Monday, March 1, 2021
Looks like Councilman Steve Kozachik has a challenger in this year’s Democratic primary.
Miranda Schubert, an academic advisor at the University of Arizona who has also served as a DJ on KXCI community radio and hosted a feminist-oriented live talk show at Club Congress, announced today that she was challenging the two-term councilman in the Aug. 3 primary.
Schubert said in a statement that she wants to see the council do more to provide affordable housing, policies that lead to higher wages and alternative policing strategies.
“The majority of Tucson’s residents aren’t people who are preoccupied with the resale value of their home,” she said. “They’re families like mine, working for the institutions and small businesses that drive Tucson’s economy, but feeling ignored and left out of whatever future our leadership is imagining for the city.”
She added that increasing rents were creating a housing affordability crisis.

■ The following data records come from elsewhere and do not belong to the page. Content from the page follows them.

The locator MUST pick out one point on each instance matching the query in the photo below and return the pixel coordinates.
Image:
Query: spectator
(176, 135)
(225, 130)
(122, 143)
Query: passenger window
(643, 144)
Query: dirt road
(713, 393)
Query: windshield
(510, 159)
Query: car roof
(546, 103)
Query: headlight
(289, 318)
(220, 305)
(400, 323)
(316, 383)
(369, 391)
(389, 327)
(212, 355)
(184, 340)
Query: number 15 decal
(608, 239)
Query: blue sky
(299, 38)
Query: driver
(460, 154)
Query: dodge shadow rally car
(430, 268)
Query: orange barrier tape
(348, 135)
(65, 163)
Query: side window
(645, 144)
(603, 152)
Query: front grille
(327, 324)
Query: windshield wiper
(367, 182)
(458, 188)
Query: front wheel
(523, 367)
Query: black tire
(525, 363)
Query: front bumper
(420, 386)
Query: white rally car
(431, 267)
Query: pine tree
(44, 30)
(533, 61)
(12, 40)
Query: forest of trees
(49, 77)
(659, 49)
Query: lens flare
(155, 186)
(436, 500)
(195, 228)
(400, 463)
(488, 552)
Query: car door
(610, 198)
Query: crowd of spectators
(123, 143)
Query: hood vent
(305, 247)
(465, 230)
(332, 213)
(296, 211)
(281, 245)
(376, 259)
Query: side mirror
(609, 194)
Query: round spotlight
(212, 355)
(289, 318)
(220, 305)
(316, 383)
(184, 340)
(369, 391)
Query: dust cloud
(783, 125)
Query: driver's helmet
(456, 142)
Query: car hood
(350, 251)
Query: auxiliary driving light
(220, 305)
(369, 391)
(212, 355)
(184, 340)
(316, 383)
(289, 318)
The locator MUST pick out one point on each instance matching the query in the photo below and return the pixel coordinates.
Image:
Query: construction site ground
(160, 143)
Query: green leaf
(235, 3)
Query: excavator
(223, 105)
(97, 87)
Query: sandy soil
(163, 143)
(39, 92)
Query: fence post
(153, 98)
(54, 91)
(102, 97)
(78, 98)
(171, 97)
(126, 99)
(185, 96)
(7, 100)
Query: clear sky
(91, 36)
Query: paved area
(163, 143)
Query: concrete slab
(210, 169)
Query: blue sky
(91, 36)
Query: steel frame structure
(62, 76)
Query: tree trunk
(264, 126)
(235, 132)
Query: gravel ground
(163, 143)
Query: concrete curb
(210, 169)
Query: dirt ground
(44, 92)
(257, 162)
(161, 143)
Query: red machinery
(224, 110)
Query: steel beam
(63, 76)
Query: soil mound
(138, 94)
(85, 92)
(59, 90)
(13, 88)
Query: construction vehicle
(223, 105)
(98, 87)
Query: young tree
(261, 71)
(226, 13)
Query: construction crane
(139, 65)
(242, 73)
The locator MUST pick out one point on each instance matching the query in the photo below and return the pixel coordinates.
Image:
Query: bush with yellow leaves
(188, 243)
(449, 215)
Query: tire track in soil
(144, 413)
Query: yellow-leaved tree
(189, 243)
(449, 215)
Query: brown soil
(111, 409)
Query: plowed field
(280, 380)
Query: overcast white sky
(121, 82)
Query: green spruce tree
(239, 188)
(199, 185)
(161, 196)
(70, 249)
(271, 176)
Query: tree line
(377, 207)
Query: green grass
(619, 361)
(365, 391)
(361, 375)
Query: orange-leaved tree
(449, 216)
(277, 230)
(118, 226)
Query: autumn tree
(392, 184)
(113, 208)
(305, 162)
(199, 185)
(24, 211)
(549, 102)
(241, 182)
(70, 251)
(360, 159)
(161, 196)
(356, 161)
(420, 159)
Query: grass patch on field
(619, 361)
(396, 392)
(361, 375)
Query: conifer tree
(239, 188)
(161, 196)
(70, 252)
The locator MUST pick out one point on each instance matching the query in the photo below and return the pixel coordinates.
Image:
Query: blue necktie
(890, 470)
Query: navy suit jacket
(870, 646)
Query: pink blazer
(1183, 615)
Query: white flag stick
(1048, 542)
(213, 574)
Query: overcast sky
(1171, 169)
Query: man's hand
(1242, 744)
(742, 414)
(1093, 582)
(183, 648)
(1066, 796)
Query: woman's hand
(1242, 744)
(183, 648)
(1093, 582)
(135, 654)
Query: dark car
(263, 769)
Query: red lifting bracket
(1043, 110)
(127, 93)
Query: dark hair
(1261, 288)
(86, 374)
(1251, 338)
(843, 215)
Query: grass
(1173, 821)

“You cannot tell people in this city that rents are too low or actually affordable when they have evidence in their daily life to the contrary,” she said.
Kozachik said that Schubert “was welcome to take part in the democratic process.”
“These jobs are first and foremost about addressing the day-to-day concerns of our constituents,” Kozachik added. “I believe she’s going to learn that my office has a pretty damn good record with constituent services and being accessible and responsive. Continuing that personal touch is a big reason I’m doing this one more time.”
Kozachik was elected to the Tucson City Council as a Republican in 2009 but switched to the Democratic Party after fighting with GOP members of the Arizona Legislature. He won reelection as a Democrat in 2013 and 2017.
Petition signatures are due for candidates on April 5.
There’s still some question as to whether Tucson will have an election this year, as the city is still awaiting an Arizona Supreme Court decision regarding a state law that would force the city to move elections, including this year’s contest, to even years to correspond with presidential and midterm elections.